Of course. But if there are some heavily used macros and functions where it's easy to add them once and then get them used throughout the code, it's not much extra trouble even if the benefit is small.

Although now that I think about it, maybe many of those checks I used to put unlikely() in my code are nowadays pointless, because they call functions that I've since marked with __attribute__((cold)), which should put the unlikely()s there automatically. (But do they? I remember testing that the cold attribute did nothing in some gcc version.)

Likely unlikely()s

Posted Dec 19, 2010 3:39 UTC (Sun) by quotemstr (subscriber, #45331) [Link] (3 responses)

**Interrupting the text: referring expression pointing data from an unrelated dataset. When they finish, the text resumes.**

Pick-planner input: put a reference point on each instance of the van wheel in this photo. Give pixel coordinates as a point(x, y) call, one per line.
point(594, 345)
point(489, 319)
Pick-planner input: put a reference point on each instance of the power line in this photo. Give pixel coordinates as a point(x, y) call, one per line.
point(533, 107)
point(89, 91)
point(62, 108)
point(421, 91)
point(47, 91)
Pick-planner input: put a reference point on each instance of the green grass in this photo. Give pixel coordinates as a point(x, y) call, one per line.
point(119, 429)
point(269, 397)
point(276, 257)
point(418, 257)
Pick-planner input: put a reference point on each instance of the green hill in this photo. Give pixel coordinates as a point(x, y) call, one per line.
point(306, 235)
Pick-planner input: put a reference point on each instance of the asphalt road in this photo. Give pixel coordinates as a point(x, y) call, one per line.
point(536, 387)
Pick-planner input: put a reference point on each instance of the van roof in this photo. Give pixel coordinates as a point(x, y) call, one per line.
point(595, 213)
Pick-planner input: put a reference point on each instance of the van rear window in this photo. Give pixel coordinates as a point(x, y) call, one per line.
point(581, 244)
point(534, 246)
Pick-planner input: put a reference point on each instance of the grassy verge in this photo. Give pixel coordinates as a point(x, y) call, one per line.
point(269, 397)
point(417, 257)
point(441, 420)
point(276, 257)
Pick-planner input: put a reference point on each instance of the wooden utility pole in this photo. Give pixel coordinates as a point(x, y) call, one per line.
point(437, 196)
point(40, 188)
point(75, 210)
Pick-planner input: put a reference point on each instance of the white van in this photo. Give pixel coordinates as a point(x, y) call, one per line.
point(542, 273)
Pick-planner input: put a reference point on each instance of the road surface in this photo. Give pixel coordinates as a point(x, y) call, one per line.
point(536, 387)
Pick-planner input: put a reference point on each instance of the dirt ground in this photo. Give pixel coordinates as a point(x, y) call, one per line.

You're assuming that p_correct and p_incorrect are constant over time, and they're often not. CPUs these days have large global branch prediction buffers and can detect fairly complex patterns (e.g., branch every third time) automatically. The overall result of this dynamic prediction may be superior to a purely static assertion, even if that assertion is correct on average.

Think of a branch that goes one way during the day and another way at night. If we suppose that activity is twice as high during the day, then we'll see a 2:1 branch bias in favor of the daylight path. But over smaller intervals of time (say, an hour), the branch bias will be almost totally in favor of one path or the other. Unlike static assertions, the CPU's automatic prediction can look at the specific circumstances of the system and make predictions based on recent behavior and specific circumstances. Using static branch prediction could actually hurt.

Likely unlikely()s

Posted Dec 20, 2010 20:35 UTC (Mon) by jzbiciak (guest, #5246) [Link] (2 responses)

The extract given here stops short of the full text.